Advirtió que Jordi cogió la mano de Laura y la levantó lentamente hasta aproximarla a sus labios. La desconfianza ya estaba empezando a convertirse en algo más —en celos, decepción, desilusión o incluso furia— cuando reparó en la reacción de ella, que apartó la mano de inmediato y, aun dándole las gracias por las alabanzas, rechazó los desmedidos elogios e insistió en que no hacía más que limitarse a desempeñar su trabajo lo mejor que podía. Luego se volvió hacia él y anunció:

—Guillermo, creo que ya podemos quitarte esas placas de yeso.

Cogió un taburete para sentarse ante él y, tras comprobar que, en efecto, ya estaban lo suficientemente endurecidas, las retiró. El pequeño se alborotó un poco al sentir un soplo de aire sobre su mejilla izquierda. Laura colocó la primera placa con cuidado sobre la mesa de madera cercana. Cuando las hubo retirado todas, Guillermo comenzó a realizar muecas y aspavientos para comprobar que su cara no se había quedado paralizada como las de los moldes que colgaban de aquellas paredes.

—Toma, límpiate con esto. —Laura le entregó un paño blanco que había sacado de un cubo lleno de agua limpia—. El yeso deja la piel manchada, pero se va rápido.

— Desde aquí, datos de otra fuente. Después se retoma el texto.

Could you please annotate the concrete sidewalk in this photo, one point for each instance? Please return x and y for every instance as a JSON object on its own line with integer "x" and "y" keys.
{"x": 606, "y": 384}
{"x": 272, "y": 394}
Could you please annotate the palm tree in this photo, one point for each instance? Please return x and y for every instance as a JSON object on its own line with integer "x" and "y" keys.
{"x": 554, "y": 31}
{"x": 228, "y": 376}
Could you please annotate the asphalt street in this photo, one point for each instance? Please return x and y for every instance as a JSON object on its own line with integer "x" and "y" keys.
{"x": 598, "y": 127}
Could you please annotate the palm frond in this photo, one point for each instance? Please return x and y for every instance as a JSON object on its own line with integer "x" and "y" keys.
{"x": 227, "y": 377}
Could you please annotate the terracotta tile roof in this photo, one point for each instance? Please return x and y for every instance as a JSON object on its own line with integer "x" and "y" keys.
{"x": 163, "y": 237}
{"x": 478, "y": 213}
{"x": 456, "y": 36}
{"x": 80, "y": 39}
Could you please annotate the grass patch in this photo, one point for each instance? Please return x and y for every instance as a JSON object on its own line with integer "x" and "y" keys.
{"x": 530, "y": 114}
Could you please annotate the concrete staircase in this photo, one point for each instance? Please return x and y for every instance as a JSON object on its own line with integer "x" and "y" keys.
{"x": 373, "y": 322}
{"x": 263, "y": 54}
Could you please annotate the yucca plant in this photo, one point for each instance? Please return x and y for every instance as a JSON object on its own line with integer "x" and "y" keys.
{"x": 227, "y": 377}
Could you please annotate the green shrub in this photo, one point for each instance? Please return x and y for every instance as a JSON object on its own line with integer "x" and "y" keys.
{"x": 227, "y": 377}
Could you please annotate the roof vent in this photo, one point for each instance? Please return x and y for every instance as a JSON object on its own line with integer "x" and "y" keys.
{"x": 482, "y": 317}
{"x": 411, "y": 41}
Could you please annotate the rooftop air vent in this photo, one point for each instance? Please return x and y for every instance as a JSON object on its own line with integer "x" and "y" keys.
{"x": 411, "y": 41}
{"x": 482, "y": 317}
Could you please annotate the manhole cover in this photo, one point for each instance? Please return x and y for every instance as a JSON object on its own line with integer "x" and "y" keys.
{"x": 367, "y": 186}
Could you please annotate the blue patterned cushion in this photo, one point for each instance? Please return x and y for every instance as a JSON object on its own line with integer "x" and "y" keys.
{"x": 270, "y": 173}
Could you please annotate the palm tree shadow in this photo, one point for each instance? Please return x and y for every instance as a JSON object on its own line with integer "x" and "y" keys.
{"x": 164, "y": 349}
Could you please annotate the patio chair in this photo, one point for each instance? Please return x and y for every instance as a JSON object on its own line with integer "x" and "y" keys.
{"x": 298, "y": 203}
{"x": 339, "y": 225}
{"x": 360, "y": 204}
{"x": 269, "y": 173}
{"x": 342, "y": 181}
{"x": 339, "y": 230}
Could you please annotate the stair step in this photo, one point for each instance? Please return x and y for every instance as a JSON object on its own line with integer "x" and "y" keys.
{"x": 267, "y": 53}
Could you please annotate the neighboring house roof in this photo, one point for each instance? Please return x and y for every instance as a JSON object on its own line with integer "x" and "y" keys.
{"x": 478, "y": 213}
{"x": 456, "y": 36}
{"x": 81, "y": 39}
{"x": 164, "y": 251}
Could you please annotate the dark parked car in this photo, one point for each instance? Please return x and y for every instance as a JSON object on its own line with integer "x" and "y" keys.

Guillermo obedeció y se pasó el trapo húmedo por la piel del rostro. Le gustó la sensación de frescor después de tanto rato cubierto por aquella mezcla espesa. Ahora sólo quería ver el resultado.

—¿Cuándo estará acabada la escultura?

—Tardará unos cuantos días. Cuando la tenga, te aviso.

—Debes de estar impaciente, ¿verdad, chaval? Tendremos que presionar un poquito a Laura para que se dé prisa en terminarla —comentó afable Jordi revolviéndole el cabello. El pelo se le había quedado encrespado y duro por el yeso.

Guillermo sacudió la cabeza para retirar la mano.

—Estoy impaciente, pero sé aguantar. Laura es una artista, y a los artistas no se les puede apurar —respondió.

Ella se arrodilló y, con una sonrisa tierna, lo peinó con los dedos. Le dejó una raya al lado, como hacía su padre los domingos. Guillermo la miraba a los ojos, feliz por disfrutar con ella de aquella complicidad.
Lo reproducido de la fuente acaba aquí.